Kerusuhan bermula ketika sekitar 20 anak warga Syiah beserta orangtuanya berniat untuk bersilaturahmi ke luar Kecamatan Omben dan sebagian dari mereka akan kembali ke pesantren di luar Sampang karena telah selesainya libur Idul Fitri. Di tengah-tengah perjalanan dengan bus, tiba-tiba rombongan tersebut dihadang oleh warga Sunni yang menggunakan 30 sepeda motor. Warga Syiah ini dipaksa untuk kembali ke desa mereka dan dilarang untuk belajar di luar Sampang. Paksaan ini pun menimbulkan perlawanan, tetapi warga Syiah pun akhirnya terpaksa kembali ke rumah masing-masing.
Karena ancaman kekerasan tersebut, para warga Syiah pun berkumpul di rumah Ustad Tajul Muluk, pemimpin umat Syiah Sampang, untuk berjaga-jaga dan bersiap-siap melindungi para perempuan dan anak-anak dari serangan warga Sunni. Namun warga Sunni yang mengancam ini terus bertambah menjadi ratusan orang, dikabarkan mereka pun mengancam warga Syiah ini jika berani melawan. Mereka yang berjumlah ratusan ini pun dilengkapi dengan berbagai macam senjata tajam. Setelah adu mulut antar kedua pihak, tidak lama kemudian kerusuhan pun terjadi dan semakin memanas. Pertikaian yang semakin meluas pun memakan beberapa korban dengan luka serius dan satu orang tewas. Selain itu, massa juga membakar rumah Tajul Muluk, pemimpin Syiah Sampang, hingga habis dan kemudian disusul dengan membakar rumah-rumah warga Syiah lainnya. Jumlah rumah warga Syiah yang dibakar setidaknya mencapai 60 unit bangunan. Polisi dan aparat keamanan sendiri sepertinya tidak tangap menghadapi kerusuhan ini. Pertolongan dari polisi pun terlambat, dengan jumlah personil yang tidak memadai untuk menghentikan kerusuhan dan mencegah pembakaran rumah-rumah warga.

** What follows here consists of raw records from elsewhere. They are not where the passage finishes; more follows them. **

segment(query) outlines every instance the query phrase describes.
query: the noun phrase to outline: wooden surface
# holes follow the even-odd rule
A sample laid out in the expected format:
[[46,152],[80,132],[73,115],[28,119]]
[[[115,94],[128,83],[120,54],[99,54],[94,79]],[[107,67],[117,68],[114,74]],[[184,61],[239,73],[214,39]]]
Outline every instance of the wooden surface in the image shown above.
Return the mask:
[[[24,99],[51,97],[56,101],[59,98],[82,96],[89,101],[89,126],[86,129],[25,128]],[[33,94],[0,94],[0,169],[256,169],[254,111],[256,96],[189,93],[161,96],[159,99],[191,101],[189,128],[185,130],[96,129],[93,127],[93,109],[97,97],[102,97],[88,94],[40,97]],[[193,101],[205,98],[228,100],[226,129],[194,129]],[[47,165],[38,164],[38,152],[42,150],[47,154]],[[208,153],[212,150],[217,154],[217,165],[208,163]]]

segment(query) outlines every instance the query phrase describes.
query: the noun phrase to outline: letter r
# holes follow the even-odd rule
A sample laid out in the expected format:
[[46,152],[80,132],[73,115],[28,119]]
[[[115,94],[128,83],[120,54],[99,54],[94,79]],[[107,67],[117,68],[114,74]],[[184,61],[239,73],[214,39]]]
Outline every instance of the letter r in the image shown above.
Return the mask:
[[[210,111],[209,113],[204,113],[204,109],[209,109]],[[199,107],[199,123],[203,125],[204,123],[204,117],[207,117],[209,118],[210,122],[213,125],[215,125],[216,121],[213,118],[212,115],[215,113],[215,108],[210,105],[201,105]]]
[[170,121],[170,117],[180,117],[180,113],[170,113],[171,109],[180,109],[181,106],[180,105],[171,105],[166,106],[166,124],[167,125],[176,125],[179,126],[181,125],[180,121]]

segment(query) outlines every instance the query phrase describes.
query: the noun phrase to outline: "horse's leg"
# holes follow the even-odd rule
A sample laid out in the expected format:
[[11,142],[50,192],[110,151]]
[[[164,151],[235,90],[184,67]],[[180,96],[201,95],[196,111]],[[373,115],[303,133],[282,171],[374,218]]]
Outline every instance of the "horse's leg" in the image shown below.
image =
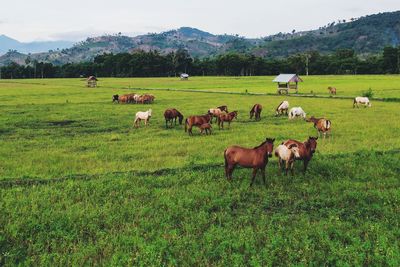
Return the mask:
[[261,173],[262,173],[262,176],[263,176],[264,185],[265,185],[265,187],[267,187],[267,182],[266,182],[266,179],[265,179],[265,167],[266,166],[261,168]]
[[306,160],[306,159],[303,161],[303,164],[304,164],[304,169],[303,169],[303,172],[304,172],[304,174],[306,174],[306,171],[307,171],[307,166],[308,166],[308,162],[309,162],[309,161],[308,161],[308,160]]
[[258,171],[258,168],[256,168],[256,167],[253,168],[253,177],[251,178],[250,187],[253,186],[254,180],[256,179],[257,171]]

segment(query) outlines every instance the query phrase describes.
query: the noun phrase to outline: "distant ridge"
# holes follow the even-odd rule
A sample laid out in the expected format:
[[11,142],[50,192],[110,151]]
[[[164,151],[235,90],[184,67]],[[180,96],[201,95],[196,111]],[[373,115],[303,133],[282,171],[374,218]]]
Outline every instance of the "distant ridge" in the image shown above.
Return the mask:
[[[24,64],[27,58],[19,42],[0,36],[1,47],[12,50],[0,57],[0,65],[10,62]],[[90,61],[103,53],[132,53],[136,50],[156,50],[170,53],[185,49],[193,57],[210,57],[227,52],[250,53],[261,57],[287,57],[306,51],[332,53],[340,48],[349,48],[360,55],[375,54],[385,46],[400,45],[400,11],[369,15],[350,21],[340,20],[329,23],[319,29],[278,33],[265,38],[250,39],[238,35],[214,35],[196,28],[182,27],[162,33],[149,33],[136,37],[123,35],[105,35],[87,38],[70,48],[42,53],[33,53],[31,60],[51,62],[53,64]],[[65,44],[65,43],[64,43]],[[50,44],[47,44],[50,45]],[[30,43],[35,47],[35,43]],[[45,47],[37,44],[37,50]]]

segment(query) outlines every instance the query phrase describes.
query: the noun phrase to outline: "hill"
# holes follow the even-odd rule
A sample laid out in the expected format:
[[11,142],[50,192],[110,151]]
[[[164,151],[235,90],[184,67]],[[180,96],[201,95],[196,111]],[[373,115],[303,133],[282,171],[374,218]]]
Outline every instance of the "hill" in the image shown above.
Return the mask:
[[[9,45],[12,39],[7,39]],[[14,42],[15,43],[15,42]],[[136,37],[106,35],[87,38],[68,49],[36,53],[32,60],[65,64],[90,61],[103,53],[157,50],[169,53],[186,49],[193,57],[209,57],[226,52],[251,53],[261,57],[286,57],[306,51],[331,53],[339,48],[351,48],[357,54],[367,55],[382,51],[387,45],[400,44],[400,11],[332,22],[319,29],[278,33],[260,39],[238,35],[214,35],[199,29],[182,27],[162,33]],[[22,50],[16,49],[19,52]],[[13,61],[15,52],[0,57],[0,65]],[[27,57],[25,55],[25,57]],[[21,54],[15,61],[21,60]]]

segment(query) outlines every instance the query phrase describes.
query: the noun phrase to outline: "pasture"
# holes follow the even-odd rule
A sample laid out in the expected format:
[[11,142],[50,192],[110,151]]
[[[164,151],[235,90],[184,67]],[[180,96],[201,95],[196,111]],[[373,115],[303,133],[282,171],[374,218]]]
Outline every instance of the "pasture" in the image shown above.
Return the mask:
[[[400,98],[399,76],[302,77],[300,93]],[[272,77],[0,80],[0,265],[388,265],[400,264],[399,103],[218,94],[275,93]],[[148,91],[127,88],[190,89]],[[152,93],[151,105],[113,94]],[[287,99],[332,121],[308,172],[279,173],[267,187],[251,170],[224,177],[229,145],[275,147],[316,136],[311,123],[274,117]],[[255,103],[261,120],[249,120]],[[227,105],[231,128],[194,136],[165,129],[164,110],[185,117]],[[150,125],[133,128],[137,111]]]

Tragedi Sampang: Memalukan dan Memilukan
Masih ada pandangan jernih bijak yang berasal dari ketua PWNU Jawa tengah tentang Syiah yang menegaskan kembali bahwa Syiah adalah bagian dari ummat Islam – bagian dari ukhuwwah Islamiyah. Berita saya kutip dari Artikel Republika Online. Mudah-mudahan mencairkan hubungan Syiah dan Sunni, membantah fitnah perpecahan dan memadamkan api permusuhan di antara keduanya.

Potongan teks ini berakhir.